Lymph node metastasis (LNM) in gastric cancer (GC) stands as the pivotal determinant of patient prognosis. This phenomenon is a multifaceted process entwined with numerous factors and genes. Notably, post-translational modifications wield a significant influence in orchestrating tumor onset and advancement by reshaping protein structure and function. Malonylation modification, a recently unveiled post-translational alteration employing malonyl-CoA as its substrate, has emerged as a critical player. This study endeavors to delve into the functions and underlying mechanisms of malonylation-modified proteins in the context of LNM in GC.

Methods

This study utilizes a dual analysis of protein modification proteomics and proteomics to unveil that individuals with LNM in GC showcase elevated levels of malonylation modification.
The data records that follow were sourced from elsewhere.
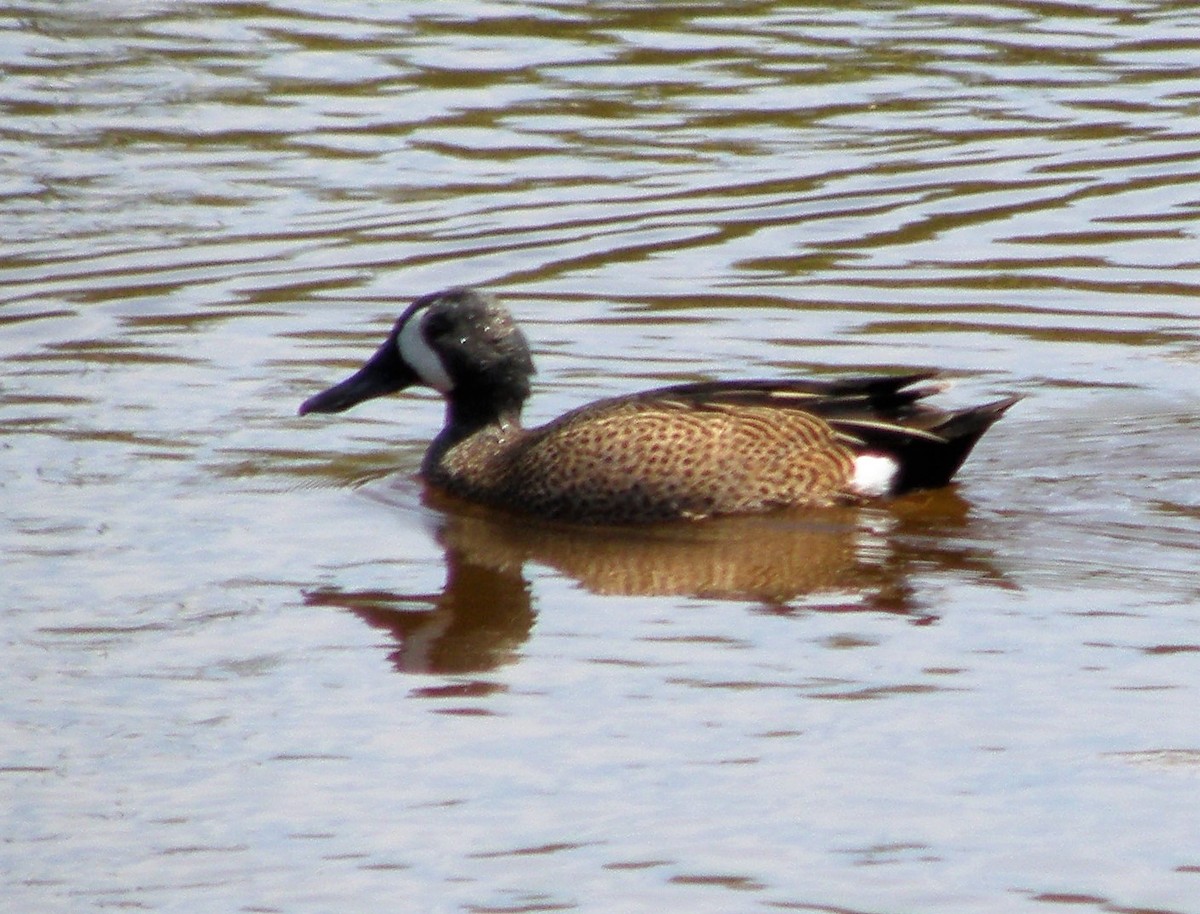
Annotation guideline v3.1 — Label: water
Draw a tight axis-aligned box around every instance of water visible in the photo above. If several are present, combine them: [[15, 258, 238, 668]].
[[0, 0, 1200, 914]]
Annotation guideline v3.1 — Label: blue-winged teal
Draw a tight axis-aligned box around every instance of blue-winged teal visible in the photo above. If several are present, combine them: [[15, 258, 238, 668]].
[[300, 289, 1016, 523]]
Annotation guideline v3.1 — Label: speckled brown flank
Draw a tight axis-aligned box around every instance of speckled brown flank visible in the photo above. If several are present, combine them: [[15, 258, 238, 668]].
[[430, 398, 854, 522]]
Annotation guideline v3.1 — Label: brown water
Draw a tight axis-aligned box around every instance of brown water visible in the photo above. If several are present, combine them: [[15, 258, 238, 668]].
[[0, 0, 1200, 914]]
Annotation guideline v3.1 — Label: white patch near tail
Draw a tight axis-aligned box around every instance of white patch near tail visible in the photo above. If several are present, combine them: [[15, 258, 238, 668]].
[[396, 309, 454, 393], [850, 453, 900, 498]]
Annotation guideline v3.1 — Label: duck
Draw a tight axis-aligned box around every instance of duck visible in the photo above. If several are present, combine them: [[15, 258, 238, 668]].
[[299, 288, 1019, 524]]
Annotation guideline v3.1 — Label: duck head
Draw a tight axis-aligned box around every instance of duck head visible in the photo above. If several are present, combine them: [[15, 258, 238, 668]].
[[300, 289, 534, 423]]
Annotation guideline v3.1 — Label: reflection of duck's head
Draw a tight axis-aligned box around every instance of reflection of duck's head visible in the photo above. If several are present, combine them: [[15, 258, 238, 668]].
[[300, 289, 1015, 523]]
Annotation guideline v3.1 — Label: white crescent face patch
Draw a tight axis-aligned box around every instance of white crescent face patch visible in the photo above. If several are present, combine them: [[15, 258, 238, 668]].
[[396, 309, 454, 393]]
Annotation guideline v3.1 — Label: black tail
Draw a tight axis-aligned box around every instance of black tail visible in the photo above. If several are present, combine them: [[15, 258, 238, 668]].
[[880, 397, 1020, 494]]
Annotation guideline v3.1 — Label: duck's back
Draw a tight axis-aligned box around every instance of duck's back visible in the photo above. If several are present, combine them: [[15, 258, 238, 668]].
[[431, 392, 854, 523]]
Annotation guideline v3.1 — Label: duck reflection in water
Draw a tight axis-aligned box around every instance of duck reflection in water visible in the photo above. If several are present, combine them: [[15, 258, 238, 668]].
[[305, 480, 1001, 674]]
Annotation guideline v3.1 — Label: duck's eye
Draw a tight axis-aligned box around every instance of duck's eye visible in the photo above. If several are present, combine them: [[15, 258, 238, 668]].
[[421, 311, 454, 339]]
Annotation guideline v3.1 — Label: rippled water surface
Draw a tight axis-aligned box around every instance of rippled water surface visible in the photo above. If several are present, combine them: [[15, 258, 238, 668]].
[[0, 0, 1200, 914]]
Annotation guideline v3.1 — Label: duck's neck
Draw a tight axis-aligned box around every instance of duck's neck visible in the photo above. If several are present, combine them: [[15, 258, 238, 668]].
[[424, 398, 522, 473]]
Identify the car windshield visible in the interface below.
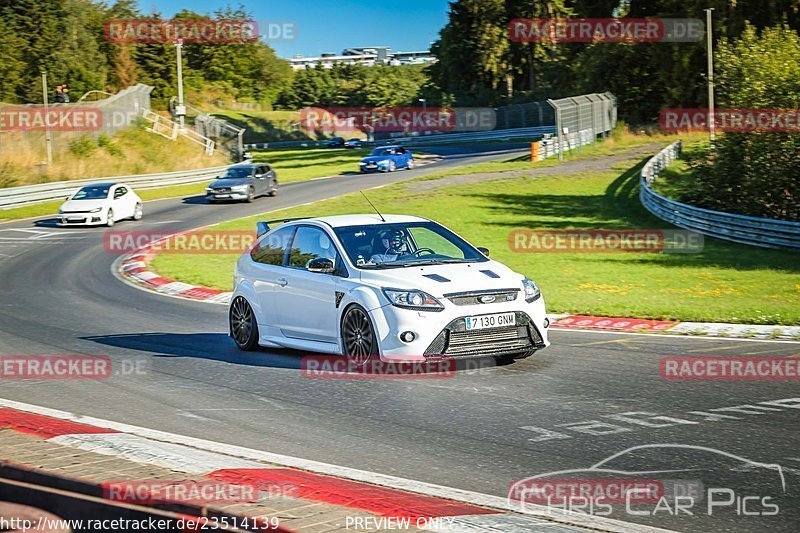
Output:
[334,222,488,268]
[370,148,394,155]
[222,167,253,179]
[72,185,111,200]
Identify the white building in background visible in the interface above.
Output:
[289,46,436,70]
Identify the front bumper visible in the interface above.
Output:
[56,213,106,226]
[370,297,550,361]
[206,191,247,200]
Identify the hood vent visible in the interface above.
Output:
[423,274,450,283]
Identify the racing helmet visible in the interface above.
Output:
[379,229,407,253]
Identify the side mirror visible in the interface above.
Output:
[306,257,334,274]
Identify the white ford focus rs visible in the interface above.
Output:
[228,215,549,364]
[56,183,143,226]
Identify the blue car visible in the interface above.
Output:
[358,146,414,172]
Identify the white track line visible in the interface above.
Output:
[0,398,669,533]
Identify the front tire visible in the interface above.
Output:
[341,305,378,368]
[228,296,258,352]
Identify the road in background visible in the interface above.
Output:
[0,145,800,531]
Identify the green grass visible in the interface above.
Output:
[0,149,368,220]
[148,141,800,325]
[652,139,708,200]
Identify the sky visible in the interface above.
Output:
[134,0,448,58]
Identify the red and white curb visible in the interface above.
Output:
[0,399,667,533]
[112,228,800,341]
[550,315,800,341]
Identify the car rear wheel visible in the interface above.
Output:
[228,296,258,352]
[341,305,378,367]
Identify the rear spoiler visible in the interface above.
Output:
[256,217,311,237]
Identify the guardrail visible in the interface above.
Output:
[0,165,228,209]
[639,141,800,249]
[244,126,556,150]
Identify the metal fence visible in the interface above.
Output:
[547,92,617,157]
[639,141,800,250]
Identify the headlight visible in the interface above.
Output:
[522,278,542,303]
[383,289,444,311]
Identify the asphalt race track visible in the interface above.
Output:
[0,143,800,532]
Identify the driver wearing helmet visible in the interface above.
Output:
[369,230,410,264]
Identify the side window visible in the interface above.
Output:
[289,226,337,268]
[409,228,464,259]
[250,226,295,266]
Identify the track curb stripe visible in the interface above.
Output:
[0,408,119,439]
[0,404,670,533]
[207,468,501,521]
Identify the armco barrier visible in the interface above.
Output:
[0,166,228,209]
[639,141,800,249]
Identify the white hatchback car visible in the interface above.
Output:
[56,183,144,226]
[228,215,549,364]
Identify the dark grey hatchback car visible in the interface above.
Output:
[206,163,278,202]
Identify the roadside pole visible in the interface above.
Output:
[42,70,53,165]
[705,7,715,145]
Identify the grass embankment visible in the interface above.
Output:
[153,133,800,325]
[0,145,368,220]
[0,129,228,187]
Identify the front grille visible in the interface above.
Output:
[424,311,543,358]
[444,289,519,305]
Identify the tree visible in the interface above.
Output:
[681,25,800,221]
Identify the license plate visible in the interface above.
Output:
[464,313,517,331]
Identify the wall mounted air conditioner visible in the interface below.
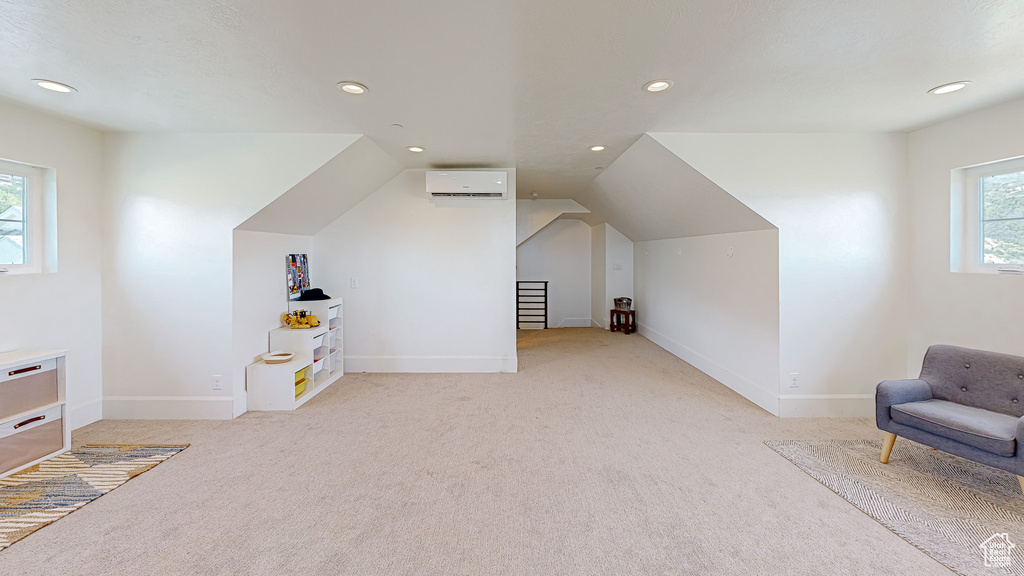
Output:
[427,170,509,200]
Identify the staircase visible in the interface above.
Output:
[515,280,548,329]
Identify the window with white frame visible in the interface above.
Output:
[0,161,45,273]
[962,158,1024,272]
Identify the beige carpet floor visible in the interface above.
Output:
[0,329,950,576]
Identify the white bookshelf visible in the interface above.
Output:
[288,298,345,376]
[246,298,345,410]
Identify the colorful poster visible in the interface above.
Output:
[285,254,309,300]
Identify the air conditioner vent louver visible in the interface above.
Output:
[427,170,508,199]
[430,192,505,198]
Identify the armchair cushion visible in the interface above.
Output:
[874,379,932,430]
[890,400,1020,457]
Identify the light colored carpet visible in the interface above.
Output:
[0,445,186,549]
[0,328,951,576]
[767,440,1024,576]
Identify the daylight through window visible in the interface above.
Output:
[978,170,1024,264]
[0,172,29,265]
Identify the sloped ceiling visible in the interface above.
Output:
[577,134,775,242]
[0,0,1024,198]
[515,199,590,246]
[238,136,402,236]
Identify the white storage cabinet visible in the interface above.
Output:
[0,351,71,478]
[246,298,345,410]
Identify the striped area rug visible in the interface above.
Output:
[0,444,188,550]
[765,439,1024,576]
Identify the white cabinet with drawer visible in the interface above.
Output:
[0,351,71,478]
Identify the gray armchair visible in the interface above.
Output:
[874,345,1024,491]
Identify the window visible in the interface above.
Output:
[0,161,47,274]
[952,158,1024,273]
[978,166,1024,264]
[0,170,29,265]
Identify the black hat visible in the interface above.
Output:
[299,288,331,302]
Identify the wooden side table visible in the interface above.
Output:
[608,308,637,334]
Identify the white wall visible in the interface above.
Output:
[0,102,103,428]
[644,133,909,416]
[906,99,1024,366]
[516,218,591,328]
[634,230,779,414]
[231,230,311,416]
[590,223,611,330]
[601,224,636,329]
[590,223,635,330]
[314,169,516,372]
[102,133,357,418]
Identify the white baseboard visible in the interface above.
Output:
[778,394,874,418]
[638,322,779,416]
[103,396,234,420]
[231,393,249,418]
[345,356,519,373]
[555,318,590,328]
[68,398,103,430]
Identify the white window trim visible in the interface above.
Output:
[951,156,1024,274]
[0,160,46,276]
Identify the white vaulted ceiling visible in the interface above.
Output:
[0,0,1024,203]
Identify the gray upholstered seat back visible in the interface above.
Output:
[921,345,1024,417]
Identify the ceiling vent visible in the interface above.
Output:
[427,170,509,200]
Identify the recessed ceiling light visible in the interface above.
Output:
[643,80,673,92]
[928,80,971,94]
[32,78,78,94]
[338,80,370,94]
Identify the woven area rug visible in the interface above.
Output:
[765,439,1024,576]
[0,444,188,549]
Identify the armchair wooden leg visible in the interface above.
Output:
[879,434,897,461]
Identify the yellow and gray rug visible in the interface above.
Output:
[0,444,188,549]
[765,439,1024,576]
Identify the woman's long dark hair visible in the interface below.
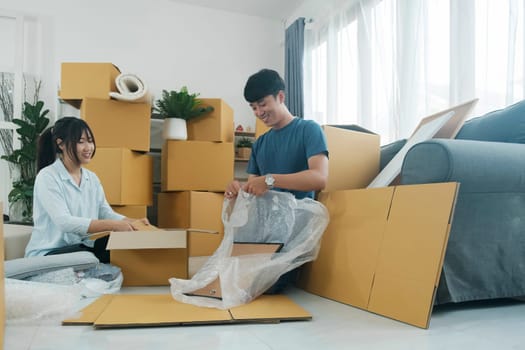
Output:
[36,117,97,172]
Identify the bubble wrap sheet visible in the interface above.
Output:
[169,191,329,309]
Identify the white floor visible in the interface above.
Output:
[4,287,525,350]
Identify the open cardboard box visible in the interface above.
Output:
[91,221,216,286]
[299,183,459,328]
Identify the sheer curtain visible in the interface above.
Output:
[304,0,525,144]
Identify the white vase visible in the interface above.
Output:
[162,118,188,140]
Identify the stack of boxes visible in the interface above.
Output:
[157,98,234,257]
[59,63,153,218]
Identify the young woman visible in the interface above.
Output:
[25,117,148,263]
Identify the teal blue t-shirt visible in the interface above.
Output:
[247,118,328,199]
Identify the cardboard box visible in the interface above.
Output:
[86,147,153,205]
[107,229,188,286]
[0,202,5,349]
[59,62,120,102]
[161,140,234,192]
[80,98,151,152]
[322,125,380,192]
[111,205,148,219]
[157,191,224,256]
[187,98,235,142]
[299,183,459,328]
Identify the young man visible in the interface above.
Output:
[225,69,328,199]
[224,69,328,294]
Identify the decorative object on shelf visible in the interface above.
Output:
[235,137,253,159]
[153,86,213,140]
[1,101,49,222]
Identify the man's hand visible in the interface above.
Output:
[242,176,268,196]
[224,180,242,199]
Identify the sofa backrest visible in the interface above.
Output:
[456,100,525,143]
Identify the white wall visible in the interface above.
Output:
[0,0,284,216]
[0,0,284,128]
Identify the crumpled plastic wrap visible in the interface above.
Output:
[5,264,123,324]
[5,278,82,324]
[169,191,329,309]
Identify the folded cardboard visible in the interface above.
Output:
[299,183,459,328]
[111,205,147,217]
[187,98,234,142]
[107,230,188,286]
[86,147,153,205]
[412,98,479,139]
[59,62,120,102]
[157,191,224,256]
[0,201,6,348]
[322,125,380,191]
[80,98,151,152]
[62,294,312,329]
[161,140,234,192]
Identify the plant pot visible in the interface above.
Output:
[162,118,188,140]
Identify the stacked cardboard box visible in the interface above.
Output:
[157,98,234,257]
[60,62,153,217]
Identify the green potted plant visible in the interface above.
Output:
[153,86,213,140]
[1,101,49,222]
[235,137,253,159]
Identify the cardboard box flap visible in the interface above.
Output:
[63,294,312,328]
[230,295,312,321]
[62,294,113,326]
[107,230,186,250]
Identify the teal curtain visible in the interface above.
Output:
[284,17,305,118]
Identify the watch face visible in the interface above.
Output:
[264,175,275,187]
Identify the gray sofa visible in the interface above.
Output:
[398,101,525,304]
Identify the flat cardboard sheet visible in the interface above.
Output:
[299,183,459,328]
[62,294,113,326]
[368,111,454,188]
[62,294,312,328]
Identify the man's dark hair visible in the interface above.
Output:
[244,69,284,103]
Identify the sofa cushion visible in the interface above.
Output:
[4,224,33,260]
[4,252,99,279]
[456,100,525,143]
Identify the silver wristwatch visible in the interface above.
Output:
[264,174,275,190]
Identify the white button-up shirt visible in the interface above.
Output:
[25,159,124,257]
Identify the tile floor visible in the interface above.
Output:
[4,287,525,350]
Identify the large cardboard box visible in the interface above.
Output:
[322,125,380,191]
[80,98,151,152]
[60,62,120,102]
[187,98,235,142]
[161,140,234,192]
[111,205,148,219]
[157,191,224,256]
[107,230,188,286]
[86,147,153,205]
[299,183,458,328]
[0,202,5,349]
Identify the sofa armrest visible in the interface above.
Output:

Specifically, malonylated proteins play a pivotal role in modulating the assembly and disassembly of the cellular cytoskeleton. By employing diverse methodologies such as bioinformatics, cytology, molecular biology, and high-throughput sequencing, this research elucidates the impact of malonylation modification on the regulation of LNM in GC through Adenylate Cyclase-Associated Protein 1 (CAP1), a significant myosin depolymerization factor.

Results

CAP1 is highly expressed in gastric cancer tissues and cells, correlating closely with poor prognosis in patients. Malonylation modification of lysine residues in CAP1 is notably elevated in gastric cancer patients with LNM. Our findings reveal that CAP1 plays a critical role in regulating the formation of invasive pseudopods in cells, facilitating the tubulization and migration of lymphatic endothelial cells, with malonylation modification playing a key role in sustaining this function. Mechanistically, malonylation modification enhances the interaction of CAP1 with myosin regulatory factors and transcription elongation factors, thereby amplifying CAP1's regulation of RNA polymerase (Pol) II-Ser2 phosphorylation and transcription elongation. The extent of malonylation is predominantly governed by malonyl-CoA carboxylase ACC1 and deacetylase SIRT5, and attenuating tumor metastasis driven by malonylation modification can be achieved by modulating their substrates or enhancing SIRT5 expression.

Conclusions

This study reveals the significant role of CAP1 malonylation modification in the LNM of GC, proposing new mechanisms and insights into tumor metastasis from the perspectives of tumor metabolism and cytoskeleton regulation.